The Trouble With GMC

Okay, maybe it’s not the trouble with GMC, just my trouble with GMC. As many of you know, in the mass market fiction world, goal, motivation, and conflict (lovingly adored as GMC) rules with an essential hand. If you want to write a good story, it is said, your main characters must have goals, motivations, and conflicts. And these GMCs must have internal and external aspects. Just the thought of this conjures visions of Left Eye from TLC (Jesus rest) when she was on Behind the Music and said, “Get ready to do you math!”

If you’re writing romance as I do and you have a hero and a heroine, and you have an internal and external GMC for each . . . uh, that’s twelve things to keep track of in your story.

TWELVE!

I like the “idea” of GMC. For years I completed character boards with Post-it notes working out each of those twelve aspects like a dutiful romance author. All the while, that process didn’t sit quite right with me. I mean seriously . . . 12 things!



If I give my character a white poodle on page 17, I have to make sure that the damned thing isn’t a black cocker spaniel by page 234. It’s just the way my mind works, or rather, doesn’t work. Keeping track of my main character’s internal conflict, while balancing her external goal, all the while amplifying his internal motivation—I mean, just boil me in oil now.

It wasn’t until I read Donald Maass’s Writing the Breakout Novel Workbook that I found something that works for me. Mr. Maass suggested having characters want two things at the same time. This may simply be an alternate route to get to the internal and external goal as well as the internal and external conflict, but to me, it makes more sense. No, not more sense, better sense. Making those two things are mutually-exclusive is an even better way to put it. Use this technique and you’ve eliminated potentially six things from your GMC plotting. And wouldn’t we all love that? Less to worry about when we’re creating our stories.

To those for whom Internal/External GMC works, I salute you. I have plenty of friends who wouldn’t dare write word-one without completing their GMC boards. (The bedrock of my writing principles is: do whatever works.) For others like me, it took a while to find a concept that I can actually use to write better stories. Now that I’ve found what drives me toward my best writing, I’m sticking to it.

How about you?
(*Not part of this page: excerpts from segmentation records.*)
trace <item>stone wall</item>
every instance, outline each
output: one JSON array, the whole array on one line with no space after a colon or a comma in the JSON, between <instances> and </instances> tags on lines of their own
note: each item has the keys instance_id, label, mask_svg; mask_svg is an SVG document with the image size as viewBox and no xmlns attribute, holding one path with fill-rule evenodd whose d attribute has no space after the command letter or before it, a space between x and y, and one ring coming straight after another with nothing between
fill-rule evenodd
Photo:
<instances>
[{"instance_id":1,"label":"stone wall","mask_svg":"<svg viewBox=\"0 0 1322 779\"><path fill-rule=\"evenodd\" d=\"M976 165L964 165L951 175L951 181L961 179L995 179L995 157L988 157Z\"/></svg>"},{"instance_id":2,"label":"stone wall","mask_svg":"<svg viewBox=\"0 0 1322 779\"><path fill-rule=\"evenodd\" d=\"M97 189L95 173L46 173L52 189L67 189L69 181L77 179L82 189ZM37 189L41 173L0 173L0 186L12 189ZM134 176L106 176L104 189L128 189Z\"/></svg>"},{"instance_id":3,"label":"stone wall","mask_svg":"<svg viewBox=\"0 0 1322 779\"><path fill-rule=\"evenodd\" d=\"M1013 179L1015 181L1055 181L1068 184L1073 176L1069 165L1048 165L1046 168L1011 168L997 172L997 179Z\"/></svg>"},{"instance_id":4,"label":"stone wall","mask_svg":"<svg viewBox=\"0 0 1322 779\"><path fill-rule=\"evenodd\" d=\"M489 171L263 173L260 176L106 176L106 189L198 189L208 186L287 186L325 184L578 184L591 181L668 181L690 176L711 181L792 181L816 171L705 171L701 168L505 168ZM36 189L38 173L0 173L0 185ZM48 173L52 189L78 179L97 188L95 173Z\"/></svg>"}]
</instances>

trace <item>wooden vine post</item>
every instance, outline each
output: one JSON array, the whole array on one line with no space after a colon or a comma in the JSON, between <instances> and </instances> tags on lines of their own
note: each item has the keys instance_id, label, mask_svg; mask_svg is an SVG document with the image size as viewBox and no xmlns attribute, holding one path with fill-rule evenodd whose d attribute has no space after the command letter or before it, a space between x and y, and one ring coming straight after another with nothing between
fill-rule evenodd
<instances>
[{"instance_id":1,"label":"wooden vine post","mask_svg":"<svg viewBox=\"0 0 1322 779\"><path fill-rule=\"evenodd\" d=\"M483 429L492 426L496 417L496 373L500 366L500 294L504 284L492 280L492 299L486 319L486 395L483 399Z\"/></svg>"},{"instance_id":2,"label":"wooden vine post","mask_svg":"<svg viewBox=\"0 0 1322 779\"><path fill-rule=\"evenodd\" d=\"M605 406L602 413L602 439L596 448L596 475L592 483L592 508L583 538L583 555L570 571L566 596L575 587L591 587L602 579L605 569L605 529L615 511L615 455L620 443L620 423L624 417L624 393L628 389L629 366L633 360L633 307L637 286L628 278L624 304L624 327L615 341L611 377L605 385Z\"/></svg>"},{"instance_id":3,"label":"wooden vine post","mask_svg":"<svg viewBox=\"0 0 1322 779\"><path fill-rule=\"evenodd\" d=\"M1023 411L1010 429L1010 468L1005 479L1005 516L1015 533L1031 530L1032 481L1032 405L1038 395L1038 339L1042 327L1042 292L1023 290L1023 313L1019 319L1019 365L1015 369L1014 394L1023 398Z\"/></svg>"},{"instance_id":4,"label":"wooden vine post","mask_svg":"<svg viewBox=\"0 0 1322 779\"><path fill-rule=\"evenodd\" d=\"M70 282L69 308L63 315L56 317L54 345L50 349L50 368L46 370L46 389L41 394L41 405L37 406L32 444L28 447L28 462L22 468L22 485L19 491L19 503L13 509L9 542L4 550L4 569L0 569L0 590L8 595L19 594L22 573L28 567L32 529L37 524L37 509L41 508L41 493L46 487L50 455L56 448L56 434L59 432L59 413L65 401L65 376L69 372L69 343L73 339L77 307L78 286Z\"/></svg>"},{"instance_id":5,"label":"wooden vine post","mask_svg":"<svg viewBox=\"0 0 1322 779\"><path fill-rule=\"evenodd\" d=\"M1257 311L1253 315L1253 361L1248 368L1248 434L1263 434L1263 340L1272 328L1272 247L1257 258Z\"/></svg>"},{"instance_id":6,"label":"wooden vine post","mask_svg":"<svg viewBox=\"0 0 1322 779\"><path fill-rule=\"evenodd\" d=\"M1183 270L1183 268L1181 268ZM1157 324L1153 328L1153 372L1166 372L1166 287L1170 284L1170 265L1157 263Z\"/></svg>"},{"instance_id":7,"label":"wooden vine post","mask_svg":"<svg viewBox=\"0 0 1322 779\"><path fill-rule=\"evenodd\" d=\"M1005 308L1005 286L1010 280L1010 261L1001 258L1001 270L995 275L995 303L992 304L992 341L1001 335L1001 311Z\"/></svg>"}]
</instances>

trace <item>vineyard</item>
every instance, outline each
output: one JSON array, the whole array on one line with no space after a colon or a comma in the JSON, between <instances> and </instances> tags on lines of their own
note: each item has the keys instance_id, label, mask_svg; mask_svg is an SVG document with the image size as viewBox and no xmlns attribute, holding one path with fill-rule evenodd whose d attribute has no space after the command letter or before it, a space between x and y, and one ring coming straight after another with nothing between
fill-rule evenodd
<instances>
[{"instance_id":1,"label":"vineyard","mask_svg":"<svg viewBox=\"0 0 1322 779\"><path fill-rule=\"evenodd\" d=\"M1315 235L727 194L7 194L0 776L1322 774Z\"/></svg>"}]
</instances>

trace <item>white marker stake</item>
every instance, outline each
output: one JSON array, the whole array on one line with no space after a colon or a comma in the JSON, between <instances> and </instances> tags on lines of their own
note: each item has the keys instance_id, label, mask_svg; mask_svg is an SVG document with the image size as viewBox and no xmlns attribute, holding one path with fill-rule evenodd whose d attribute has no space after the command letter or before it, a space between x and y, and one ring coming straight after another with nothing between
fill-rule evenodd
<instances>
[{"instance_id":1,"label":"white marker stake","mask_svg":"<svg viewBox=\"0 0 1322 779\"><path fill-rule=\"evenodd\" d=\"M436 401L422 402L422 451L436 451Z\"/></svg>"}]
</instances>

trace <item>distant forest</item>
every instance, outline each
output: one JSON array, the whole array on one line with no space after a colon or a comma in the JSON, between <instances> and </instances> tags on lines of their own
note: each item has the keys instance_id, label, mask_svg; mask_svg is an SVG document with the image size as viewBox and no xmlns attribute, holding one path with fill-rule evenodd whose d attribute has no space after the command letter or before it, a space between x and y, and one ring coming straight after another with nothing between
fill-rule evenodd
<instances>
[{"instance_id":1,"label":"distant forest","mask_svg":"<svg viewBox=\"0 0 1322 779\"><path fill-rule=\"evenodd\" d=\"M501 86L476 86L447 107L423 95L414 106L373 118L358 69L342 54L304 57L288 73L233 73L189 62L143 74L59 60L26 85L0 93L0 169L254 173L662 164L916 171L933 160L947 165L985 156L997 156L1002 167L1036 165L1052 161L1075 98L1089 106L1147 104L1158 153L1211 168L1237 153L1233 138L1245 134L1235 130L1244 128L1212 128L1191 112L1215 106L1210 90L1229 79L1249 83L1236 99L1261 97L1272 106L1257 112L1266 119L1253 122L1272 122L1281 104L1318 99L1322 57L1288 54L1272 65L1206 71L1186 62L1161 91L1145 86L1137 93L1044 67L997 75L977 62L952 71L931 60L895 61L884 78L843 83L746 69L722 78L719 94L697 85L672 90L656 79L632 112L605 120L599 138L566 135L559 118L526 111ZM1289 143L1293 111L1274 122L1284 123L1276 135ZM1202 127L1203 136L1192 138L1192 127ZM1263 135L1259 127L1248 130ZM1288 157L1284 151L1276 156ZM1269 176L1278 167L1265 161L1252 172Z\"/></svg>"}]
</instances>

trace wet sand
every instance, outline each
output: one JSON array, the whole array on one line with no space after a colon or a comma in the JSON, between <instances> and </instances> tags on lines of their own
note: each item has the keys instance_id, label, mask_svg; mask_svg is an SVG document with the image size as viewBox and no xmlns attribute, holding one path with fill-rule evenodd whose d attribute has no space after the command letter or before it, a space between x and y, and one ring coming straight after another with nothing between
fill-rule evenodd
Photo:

GMC thumbs up, down, or sideways?

1 comment:

  1. In screenwriting I also find it "taxing" at times to maintain the specifics of a character throughout. If I mention early on that a character is allergic to shellfish, then I can't have him happily tearing away at a plate of shrimp alfredo at the end of the movie. But seeing as screenplays run a lot shorter at about 100 pages verses your 235-300, I can see how you might need to keep a detailed character board.